This is an example in which the processing performed by the quantization circuit 20 and the quantization circuit 20 is simplified. Hereinafter, blocks common to those in FIG. 3 are denoted by the same reference numerals, and description thereof will be omitted.

The output C "i of each coefficient of the inverse quantization circuit 16 of FIG.
j is given by C ″ ij = C′ij × Qin × Kij, where Kij is a constant specific to each coefficient given by the quantization matrix table 18, as described above.

The output C "'ij of each coefficient of the quantization circuit 20 in FIG. 3 is C"' ij = C "ij / Qout / Kij = C'ij * Qin * Kij / Qout / Kij = C '. ij × Qin ÷ Qout, which is used to provide a division circuit 34 for dividing Qin ÷ Qout in FIG.
Instead of 16 and the quantization circuit 20, a requantization circuit 36 for multiplying C′ij × Qin · out is provided. Here, Qin · out = Qin ÷ Qout. As described above, in the example of FIG. 5, the circuit equivalent to that of the circuit of FIG. 3 is realized by the circuit simpler than that of FIG.

* Modification of Second Embodiment Next, an example in which the function of changing the bit rate of the circuit of FIG. 5 is realized by software using a CPU will be described with reference to FIG. Each data cut out from the input bit stream is first determined whether or not it is the quantization step width data d, and if YES, it is changed to the quantization step width data d ′ and output. That is, the quantization step width Qin is changed to the quantization step width Qout.
The quantization step width Qout can be calculated as Qout = C1 + (MN) / C2 based on the target data amount N and the data amount count value M, for example. Here, C1 and C2 are constants.

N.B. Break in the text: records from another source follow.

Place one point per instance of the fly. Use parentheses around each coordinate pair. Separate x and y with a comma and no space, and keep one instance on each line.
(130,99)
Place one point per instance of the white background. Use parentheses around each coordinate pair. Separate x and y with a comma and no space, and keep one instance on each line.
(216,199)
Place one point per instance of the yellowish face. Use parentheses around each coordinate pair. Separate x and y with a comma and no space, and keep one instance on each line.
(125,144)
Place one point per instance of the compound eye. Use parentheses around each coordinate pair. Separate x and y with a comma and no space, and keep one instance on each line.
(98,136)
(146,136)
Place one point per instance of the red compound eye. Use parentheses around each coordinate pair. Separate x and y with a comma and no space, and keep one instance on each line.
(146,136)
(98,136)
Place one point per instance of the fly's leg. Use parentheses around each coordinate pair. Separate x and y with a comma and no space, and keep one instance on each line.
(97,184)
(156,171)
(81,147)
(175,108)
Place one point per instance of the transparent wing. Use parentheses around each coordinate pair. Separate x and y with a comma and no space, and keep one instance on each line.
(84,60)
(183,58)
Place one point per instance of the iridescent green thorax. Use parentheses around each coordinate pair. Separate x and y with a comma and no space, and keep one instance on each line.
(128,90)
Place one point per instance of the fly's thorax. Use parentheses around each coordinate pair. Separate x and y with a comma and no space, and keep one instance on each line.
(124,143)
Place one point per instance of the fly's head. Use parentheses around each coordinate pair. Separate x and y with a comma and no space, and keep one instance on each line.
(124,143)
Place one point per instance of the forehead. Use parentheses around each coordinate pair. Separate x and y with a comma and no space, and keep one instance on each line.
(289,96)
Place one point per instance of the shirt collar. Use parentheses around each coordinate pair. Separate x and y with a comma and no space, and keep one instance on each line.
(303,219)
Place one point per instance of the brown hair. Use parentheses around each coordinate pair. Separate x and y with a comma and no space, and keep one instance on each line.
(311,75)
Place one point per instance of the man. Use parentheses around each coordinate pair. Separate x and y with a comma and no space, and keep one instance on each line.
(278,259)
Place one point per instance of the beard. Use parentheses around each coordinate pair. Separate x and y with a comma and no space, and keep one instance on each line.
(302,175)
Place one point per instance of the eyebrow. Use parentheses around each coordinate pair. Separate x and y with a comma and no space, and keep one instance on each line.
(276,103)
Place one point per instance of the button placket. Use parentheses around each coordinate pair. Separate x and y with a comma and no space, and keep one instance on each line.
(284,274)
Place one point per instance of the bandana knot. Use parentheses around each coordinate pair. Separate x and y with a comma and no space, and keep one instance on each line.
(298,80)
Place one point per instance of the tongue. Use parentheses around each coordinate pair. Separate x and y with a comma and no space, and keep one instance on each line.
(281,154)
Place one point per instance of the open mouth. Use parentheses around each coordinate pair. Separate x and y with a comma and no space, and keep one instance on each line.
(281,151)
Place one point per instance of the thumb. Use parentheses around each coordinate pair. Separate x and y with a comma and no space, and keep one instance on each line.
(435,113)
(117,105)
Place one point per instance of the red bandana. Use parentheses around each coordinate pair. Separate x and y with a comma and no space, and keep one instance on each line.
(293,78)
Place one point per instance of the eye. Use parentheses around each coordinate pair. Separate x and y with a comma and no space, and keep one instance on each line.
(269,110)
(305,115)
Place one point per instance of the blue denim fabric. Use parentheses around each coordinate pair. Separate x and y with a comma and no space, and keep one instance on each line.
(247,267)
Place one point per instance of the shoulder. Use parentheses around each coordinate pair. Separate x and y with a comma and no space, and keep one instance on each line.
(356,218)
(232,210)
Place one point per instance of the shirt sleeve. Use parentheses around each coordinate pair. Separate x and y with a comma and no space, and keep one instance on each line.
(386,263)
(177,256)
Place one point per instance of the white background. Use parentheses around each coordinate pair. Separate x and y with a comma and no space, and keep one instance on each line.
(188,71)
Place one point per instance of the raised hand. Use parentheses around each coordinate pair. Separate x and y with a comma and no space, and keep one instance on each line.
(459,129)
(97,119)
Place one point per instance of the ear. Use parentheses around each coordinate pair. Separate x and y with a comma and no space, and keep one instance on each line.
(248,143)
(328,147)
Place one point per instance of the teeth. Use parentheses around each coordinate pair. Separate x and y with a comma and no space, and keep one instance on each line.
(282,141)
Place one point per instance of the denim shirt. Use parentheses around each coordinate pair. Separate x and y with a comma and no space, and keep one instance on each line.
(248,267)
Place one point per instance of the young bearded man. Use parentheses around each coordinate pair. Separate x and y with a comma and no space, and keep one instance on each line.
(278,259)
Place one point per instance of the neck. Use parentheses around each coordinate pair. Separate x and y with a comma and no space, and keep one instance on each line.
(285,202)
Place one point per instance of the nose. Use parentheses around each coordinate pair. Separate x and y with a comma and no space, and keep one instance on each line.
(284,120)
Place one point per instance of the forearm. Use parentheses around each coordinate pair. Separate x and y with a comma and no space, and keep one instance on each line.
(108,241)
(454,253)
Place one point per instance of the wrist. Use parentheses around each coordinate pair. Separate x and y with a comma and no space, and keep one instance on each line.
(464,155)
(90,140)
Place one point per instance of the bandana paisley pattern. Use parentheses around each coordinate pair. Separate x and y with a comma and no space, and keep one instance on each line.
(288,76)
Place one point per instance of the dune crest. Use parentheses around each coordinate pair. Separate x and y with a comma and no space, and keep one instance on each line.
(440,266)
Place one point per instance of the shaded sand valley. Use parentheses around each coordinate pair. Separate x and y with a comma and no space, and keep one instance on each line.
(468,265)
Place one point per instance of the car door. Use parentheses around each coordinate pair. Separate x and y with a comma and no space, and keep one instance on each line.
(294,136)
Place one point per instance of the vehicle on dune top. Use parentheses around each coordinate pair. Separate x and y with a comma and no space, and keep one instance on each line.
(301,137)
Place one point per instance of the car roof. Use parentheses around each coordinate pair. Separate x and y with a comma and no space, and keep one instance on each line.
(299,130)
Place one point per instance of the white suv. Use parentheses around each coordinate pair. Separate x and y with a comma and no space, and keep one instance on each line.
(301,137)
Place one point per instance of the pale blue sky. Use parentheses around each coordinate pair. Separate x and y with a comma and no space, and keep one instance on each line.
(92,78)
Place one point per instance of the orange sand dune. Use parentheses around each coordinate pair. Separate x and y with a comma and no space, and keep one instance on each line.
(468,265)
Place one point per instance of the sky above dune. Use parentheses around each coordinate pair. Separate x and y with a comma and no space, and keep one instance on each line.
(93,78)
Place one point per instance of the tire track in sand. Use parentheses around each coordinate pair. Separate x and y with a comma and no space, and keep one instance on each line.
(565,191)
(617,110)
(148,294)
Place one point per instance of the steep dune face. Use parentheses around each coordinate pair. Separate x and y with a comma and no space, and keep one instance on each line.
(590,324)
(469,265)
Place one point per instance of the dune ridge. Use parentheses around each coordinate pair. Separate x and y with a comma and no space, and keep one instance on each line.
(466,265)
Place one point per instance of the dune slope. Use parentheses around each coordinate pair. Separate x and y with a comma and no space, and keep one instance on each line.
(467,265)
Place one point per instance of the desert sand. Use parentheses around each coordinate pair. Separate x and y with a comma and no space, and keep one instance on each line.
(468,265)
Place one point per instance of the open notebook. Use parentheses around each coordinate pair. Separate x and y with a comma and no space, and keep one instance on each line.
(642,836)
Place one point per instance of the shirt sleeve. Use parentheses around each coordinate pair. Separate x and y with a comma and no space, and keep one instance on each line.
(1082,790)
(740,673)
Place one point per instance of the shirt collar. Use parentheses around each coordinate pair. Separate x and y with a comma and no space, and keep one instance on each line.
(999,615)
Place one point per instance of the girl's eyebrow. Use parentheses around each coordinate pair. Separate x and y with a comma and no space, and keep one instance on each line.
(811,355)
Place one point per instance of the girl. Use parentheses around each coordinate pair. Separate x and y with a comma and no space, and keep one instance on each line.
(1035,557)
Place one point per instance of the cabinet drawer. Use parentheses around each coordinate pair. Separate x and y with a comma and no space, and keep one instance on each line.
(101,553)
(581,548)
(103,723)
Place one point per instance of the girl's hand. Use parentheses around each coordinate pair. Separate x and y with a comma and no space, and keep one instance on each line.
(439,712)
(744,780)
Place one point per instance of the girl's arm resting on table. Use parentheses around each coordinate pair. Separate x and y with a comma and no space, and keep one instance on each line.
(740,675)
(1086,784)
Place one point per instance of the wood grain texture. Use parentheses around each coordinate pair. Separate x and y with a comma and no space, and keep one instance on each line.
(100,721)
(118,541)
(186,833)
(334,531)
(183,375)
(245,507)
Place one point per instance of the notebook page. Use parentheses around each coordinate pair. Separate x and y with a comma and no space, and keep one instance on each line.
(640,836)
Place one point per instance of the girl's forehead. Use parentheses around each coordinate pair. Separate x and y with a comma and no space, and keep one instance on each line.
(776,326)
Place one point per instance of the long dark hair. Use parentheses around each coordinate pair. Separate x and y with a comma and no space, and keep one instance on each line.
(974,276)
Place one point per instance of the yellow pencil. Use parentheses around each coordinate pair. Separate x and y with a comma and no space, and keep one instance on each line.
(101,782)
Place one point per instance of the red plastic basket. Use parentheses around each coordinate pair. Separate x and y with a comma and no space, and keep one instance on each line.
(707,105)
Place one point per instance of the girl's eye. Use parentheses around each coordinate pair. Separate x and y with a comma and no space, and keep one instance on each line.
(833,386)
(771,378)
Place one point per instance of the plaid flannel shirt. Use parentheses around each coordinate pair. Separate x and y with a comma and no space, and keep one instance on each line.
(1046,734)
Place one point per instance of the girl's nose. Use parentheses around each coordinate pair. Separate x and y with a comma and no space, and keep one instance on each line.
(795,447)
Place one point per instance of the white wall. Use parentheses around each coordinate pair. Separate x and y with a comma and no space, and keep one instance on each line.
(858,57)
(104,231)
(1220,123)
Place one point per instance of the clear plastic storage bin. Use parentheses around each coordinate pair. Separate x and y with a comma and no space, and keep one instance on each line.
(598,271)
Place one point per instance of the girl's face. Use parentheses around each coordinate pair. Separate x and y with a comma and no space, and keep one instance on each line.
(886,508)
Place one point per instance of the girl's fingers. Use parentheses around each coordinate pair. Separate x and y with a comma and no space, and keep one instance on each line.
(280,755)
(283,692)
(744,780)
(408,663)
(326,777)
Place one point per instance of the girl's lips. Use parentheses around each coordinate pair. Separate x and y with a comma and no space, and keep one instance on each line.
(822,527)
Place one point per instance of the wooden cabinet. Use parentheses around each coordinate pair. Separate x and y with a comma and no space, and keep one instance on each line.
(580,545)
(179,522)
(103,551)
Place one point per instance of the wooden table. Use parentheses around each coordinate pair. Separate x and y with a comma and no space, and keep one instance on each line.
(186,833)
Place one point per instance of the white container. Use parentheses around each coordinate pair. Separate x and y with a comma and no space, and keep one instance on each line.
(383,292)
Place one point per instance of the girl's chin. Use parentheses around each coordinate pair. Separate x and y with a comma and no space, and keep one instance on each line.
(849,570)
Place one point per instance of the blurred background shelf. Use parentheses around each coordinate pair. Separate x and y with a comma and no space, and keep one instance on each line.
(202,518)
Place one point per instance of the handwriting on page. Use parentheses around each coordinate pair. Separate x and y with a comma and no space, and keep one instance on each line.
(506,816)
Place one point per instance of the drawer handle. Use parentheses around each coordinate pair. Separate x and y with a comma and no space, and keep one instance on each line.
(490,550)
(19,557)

On the other hand, if the result of the above determination is that it is not the quantization step width data d, it is further determined whether or not it is coefficient data e. If YES, it is changed to coefficient data e'and output. . That is, the coefficient C'ij is changed to the coefficient C "'ij. The coefficient C"' ij can be calculated as C "'ij = C'ij * Qin ÷ Qout, as described above. As a result of the above judgment,
Not the quantization step width data d, and the coefficient data e
If not, it is output as is.

Third Embodiment The circuit of FIG. 5 can also be modified as shown in FIG. That is, the division processing performed in the division circuit 34 in FIG. 5 may be performed in the requantization circuit 360. That is, the requantization circuit 360 may perform the multiplication and division of C "'ij = C'ij * Qin ÷ Qout. Further, in FIG. Each of the rates is a variable bit rate, but it may be a fixed bit rate, and the same blocks as those in FIG.

Fourth Embodiment Next, a fourth embodiment will be described with reference to FIG. In FIG. 8, the rate control circuit 32 shown in FIG.
In addition to setting 0, a high-frequency information amount check circuit 31 is added, and in addition to the monitoring result of the buffer 28 and picture type data a1 in FIG. The data from is added and adopted.

The high-frequency information amount check circuit 31 monitors the value of the coefficient of the high-frequency term in the coefficient C "ij output from the inverse quantization circuit 16 and the value exceeds the upper limit set value. In case of falling below the lower limit set value, the rate control circuit
Send to 320. When the data value of the high frequency coefficient exceeds the upper limit set value, the rate control circuit 320 determines the quantization step width Q
The out degree is further controlled to increase the compression degree, and when it is below the lower limit setting value, the quantization step width Qout is further reduced to reduce the compression degree.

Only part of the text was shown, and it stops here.